Это была удивительная женщина. Умна, красива, смела, аристократична, невероятно сексуальна. В Венеции, где она так же, как в Берлине и испанском Бильбао, открыла гуггенхеймовский музей, ее называли последней догарессой, в Нью-Йорке - еврейской принцессой, в Париже - Мадам, как принцессу крови, а еще - Настоящей Женщиной, что в устах французов - высшая похвала. Она была дружна с такими асами современного искусства, как Дюшами, Мэн Рей, Кокто, Поллок, ее мужем был Макс Эрнст.

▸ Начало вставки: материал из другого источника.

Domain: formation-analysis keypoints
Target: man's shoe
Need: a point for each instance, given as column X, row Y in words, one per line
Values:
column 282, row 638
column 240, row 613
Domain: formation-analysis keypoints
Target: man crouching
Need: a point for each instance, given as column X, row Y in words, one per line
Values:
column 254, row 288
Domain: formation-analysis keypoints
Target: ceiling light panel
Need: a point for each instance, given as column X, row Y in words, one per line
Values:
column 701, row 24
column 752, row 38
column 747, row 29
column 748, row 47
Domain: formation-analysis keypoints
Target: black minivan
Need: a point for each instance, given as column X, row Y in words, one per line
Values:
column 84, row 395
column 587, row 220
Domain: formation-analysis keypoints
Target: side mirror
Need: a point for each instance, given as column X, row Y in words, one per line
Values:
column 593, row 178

Пэгги была в числе немногих, кто первыми оценили экспрессионизм и его детище - абстрактный экспрессионизм, да и абстракционизм в целом, как новые, подтвердившие свою жизнеспособность направления искусства, и поняли, что они займут ведущее место в искусстве современности, станут теми важнейшими стилями, которые вольют свежую струю и в живопись, и в скульптуру, и в архитектуру, и непременно в прикладное искусство. И по сию пору гуггенхеймовский музей экспонирует и всячески пропагандирует произведения разнонациональных мастеров, в эти направлениях работающих, - и в своей коллекции, и в бесчисленных, постоянно сменяющих друг друга выставках. Интереснейших. Поражающих новизной мысли и стиля. Подчас абсолютно неожиданных. Вводящих, уводящих нас в отнюдь не мистический, но целостный, богатый, духовно насыщенный (речь, естественно, идет о подлинных художниках, а не о рыбах-прилипалах, бездарях, делающих бизнес на модных течениях) мир современного искусства. И этот мир «беспредметности», мир пространства и сознания оказывается вполне конкретным, созвучным не только нашему сегодняшнему восприятию жизненных реалий во всех ипостасях, но и сегодняшнему уровню технической мысли.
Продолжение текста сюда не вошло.